L'âme du film, c'est avant tout le personnage de Frances, formidable Greta Gerwig qui existe plus qu'elle ne joue. Après tout, elle est aussi la source du film, puisque le réalisateur est son compagnon et qu'elle a co-signé avec lui le scénario. Avec un charme maladroit et attachant, un naturel désarmant et une façon très particulière de parler, elle respire l'humanité, dans toutes ses incarnations. C'est une révélation (on l'avait vue jusqu'ici dans des seconds rôles de ciné indé).
Le moment de grâce du film (qui le définit parfaitement en une minute quarante), c'est cette scène (clique, va !). Lors d'un diner, Frances explique sa vision d'une relation réussie. Sa définition peut aussi bien s'appliquer à une amitié qu'à une histoire d'amour, et sonne surtout juste.

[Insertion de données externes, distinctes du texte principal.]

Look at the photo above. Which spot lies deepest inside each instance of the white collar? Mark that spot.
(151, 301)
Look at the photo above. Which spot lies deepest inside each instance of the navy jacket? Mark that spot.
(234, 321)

Parce que le film est avant tout une superbe histoire d'amitié, dans laquelle n'importe qui pourra se retrouver. Avec ses hauts et ses bas, ses engueulades et ses réconciliations, ses moments de doute, ses soirées alcoolisées, ses déclarations pleines de regrets et ses faux pas.
EN BREF :
Je ne peux pas vous assurer que vous adorerez Frances Ha autant que moi, pour la simple et bonne raison que je ne vous connais pas. Le film de Baumbach et Gerwig est si foncièrement ancré dans la nature humaine qu'il peut provoquer mille et une réactions imprévisibles. Tout ce que je peux assurer, c'est que si vous êtes comme moi, profondément nostalgique et extrêmement emphatique, vous tomberez sûrement amoureux de la petite vie simple et des grandes émotions complexes de Frances.